This CI pipeline has also become an excellent learning tool. Setting it up forced me to understand how all these pieces connect - from git webhooks to SSH authentication to pipeline syntax. Troubleshooting the failed builds taught me about Ruby gem dependencies and Jekyll’s build process. The hands-on experience of debugging a real pipeline is far more valuable than reading documentation.
CI Pipeline Issues
I had more issues with this pipeline than I thought I would. At first, I was going to use the root account on the web server since it is only for local development, but Ruby won’t let you use the root account for build. Then, the pipeline failed while pushing to the web server because my local user was not in the www-data group. After fixing this, the build worked, but had errors because it had trouble updating file attributes. It is working now and I have a structured pipeline to test my GitHub site locally. Before this, I would push updates to GitHub and inspect the site as a live site. This was problematic when I made some changes that I didn’t like because the site was already on the internet.
Future Enhancements
There are several improvements I could make to this setup:
Automated Testing: Before deploying, I could add a stage that runs HTML validation, checks for broken links, or verifies that critical pages load correctly. This would catch issues before they reach even the test server.
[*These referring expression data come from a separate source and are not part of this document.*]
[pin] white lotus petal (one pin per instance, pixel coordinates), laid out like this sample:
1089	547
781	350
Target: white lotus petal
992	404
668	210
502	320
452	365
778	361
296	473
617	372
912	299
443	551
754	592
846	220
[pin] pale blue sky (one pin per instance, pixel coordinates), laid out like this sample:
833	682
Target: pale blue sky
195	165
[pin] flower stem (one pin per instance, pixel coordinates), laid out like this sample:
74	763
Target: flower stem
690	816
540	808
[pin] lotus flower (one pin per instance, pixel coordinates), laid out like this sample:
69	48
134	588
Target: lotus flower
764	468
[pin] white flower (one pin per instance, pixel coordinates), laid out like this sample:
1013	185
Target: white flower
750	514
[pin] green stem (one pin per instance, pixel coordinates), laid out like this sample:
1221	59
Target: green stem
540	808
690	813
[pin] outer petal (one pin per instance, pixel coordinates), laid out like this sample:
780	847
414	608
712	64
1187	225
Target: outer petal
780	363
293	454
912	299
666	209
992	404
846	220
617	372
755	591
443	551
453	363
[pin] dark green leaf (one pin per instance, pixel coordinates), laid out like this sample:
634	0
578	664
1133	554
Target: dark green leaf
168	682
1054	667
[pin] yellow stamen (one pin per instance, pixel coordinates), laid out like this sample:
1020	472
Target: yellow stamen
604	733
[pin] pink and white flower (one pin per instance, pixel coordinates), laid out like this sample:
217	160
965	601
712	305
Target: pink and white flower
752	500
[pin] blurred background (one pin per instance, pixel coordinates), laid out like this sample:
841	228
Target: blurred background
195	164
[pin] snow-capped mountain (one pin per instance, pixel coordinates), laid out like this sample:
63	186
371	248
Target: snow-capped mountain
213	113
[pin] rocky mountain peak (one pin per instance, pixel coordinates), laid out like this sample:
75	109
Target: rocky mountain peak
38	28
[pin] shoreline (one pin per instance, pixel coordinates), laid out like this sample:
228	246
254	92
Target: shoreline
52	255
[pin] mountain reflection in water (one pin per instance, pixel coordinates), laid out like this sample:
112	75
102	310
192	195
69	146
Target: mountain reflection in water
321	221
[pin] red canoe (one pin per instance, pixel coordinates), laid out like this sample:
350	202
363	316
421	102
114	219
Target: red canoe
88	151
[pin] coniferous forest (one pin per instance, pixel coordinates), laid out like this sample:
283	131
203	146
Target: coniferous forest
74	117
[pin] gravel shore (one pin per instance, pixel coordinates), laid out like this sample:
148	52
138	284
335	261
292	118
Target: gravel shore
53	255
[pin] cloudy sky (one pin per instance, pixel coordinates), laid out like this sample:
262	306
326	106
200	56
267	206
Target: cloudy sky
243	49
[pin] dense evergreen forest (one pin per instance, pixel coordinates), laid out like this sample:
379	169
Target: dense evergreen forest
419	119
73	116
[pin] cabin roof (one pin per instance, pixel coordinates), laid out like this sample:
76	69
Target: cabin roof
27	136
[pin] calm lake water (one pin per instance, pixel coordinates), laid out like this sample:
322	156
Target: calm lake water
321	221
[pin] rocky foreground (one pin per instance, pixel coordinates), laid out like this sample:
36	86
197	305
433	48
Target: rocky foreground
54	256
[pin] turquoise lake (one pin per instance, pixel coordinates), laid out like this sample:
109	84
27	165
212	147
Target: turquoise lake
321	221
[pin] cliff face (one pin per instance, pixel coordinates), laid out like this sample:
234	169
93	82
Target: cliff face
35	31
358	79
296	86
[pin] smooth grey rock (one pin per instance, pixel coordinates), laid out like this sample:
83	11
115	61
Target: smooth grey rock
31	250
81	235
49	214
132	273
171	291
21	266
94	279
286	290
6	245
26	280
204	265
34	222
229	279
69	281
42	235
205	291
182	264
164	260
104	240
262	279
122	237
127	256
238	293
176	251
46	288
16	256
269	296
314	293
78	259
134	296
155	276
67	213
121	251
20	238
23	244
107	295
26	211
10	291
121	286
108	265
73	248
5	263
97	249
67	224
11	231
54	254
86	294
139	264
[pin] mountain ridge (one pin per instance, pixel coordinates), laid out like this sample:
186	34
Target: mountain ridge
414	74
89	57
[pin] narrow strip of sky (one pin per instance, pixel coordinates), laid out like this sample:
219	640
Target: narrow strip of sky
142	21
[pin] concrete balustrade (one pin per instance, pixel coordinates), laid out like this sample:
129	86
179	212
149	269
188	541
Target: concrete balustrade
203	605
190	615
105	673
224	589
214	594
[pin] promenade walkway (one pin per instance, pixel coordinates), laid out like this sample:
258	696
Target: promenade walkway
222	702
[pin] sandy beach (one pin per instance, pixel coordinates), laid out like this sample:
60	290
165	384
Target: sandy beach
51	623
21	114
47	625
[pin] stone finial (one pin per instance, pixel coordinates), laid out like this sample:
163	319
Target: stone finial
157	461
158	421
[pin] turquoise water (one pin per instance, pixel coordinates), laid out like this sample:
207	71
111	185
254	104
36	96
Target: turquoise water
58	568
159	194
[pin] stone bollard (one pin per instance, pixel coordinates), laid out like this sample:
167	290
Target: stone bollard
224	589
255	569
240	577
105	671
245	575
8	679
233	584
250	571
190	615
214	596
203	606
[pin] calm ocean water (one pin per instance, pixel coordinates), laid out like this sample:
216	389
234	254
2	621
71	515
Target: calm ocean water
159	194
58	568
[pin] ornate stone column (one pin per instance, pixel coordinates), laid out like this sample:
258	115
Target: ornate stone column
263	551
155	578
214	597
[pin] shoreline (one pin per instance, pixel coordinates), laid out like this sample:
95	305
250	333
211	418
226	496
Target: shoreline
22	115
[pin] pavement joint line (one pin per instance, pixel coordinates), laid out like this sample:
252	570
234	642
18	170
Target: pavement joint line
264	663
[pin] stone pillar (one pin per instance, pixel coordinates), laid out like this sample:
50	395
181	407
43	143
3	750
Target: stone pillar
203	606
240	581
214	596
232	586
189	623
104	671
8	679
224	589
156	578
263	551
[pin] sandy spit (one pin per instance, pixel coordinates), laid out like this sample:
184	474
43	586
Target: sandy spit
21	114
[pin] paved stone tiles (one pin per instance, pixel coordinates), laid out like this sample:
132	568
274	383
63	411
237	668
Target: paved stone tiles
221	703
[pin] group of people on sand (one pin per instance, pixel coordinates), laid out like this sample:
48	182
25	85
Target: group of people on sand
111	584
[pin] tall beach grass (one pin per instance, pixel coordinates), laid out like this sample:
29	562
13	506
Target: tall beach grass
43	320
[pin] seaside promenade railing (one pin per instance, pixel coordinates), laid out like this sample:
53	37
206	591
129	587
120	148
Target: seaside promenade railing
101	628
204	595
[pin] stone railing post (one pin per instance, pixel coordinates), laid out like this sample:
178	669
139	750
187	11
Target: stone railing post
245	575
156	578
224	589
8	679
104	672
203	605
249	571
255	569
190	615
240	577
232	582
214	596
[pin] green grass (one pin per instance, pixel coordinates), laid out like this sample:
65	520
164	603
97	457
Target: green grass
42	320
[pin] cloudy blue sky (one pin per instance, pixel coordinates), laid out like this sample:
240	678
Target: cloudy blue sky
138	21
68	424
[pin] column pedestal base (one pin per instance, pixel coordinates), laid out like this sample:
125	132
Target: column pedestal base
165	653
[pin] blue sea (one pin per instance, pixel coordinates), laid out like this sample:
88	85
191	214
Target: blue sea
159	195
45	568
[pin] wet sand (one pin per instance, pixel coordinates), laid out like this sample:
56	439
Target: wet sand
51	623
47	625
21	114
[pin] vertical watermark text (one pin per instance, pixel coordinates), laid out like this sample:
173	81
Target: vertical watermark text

Branch-Based Deployments: Instead of only building the main branch, I could configure Jenkins to build feature branches and deploy them to subdirectories or separate virtual hosts. This would allow me to preview changes in isolation before merging.
Notifications: Adding Slack or Discord notifications would alert me to build failures without having to check the Jenkins dashboard. The Gitea Checks plugin already reports status back to Forgejo, but real-time notifications would improve the feedback loop.
Blue-Green Deployments: Instead of copying files directly to the web root, I could deploy to a staging directory and use a symlink swap to atomically switch between versions. This would eliminate any brief inconsistency during deployment.
Docker-Based Builds: Running the build inside a Docker container would isolate the build environment and make it reproducible. This would also make it easier to test with different Ruby versions or Jekyll configurations.
Conclusion
Setting up Jenkins for my homelab site has been a rewarding project that bridges multiple technologies - from NPM reverse proxying to Forgejo git hosting to Jekyll static site generation. The pipeline automates what used to be a manual, error-prone process and gives me confidence that every push is built and deployed consistently. More importantly, it’s given me practical experience with CI/CD concepts that translate directly to enterprise environments.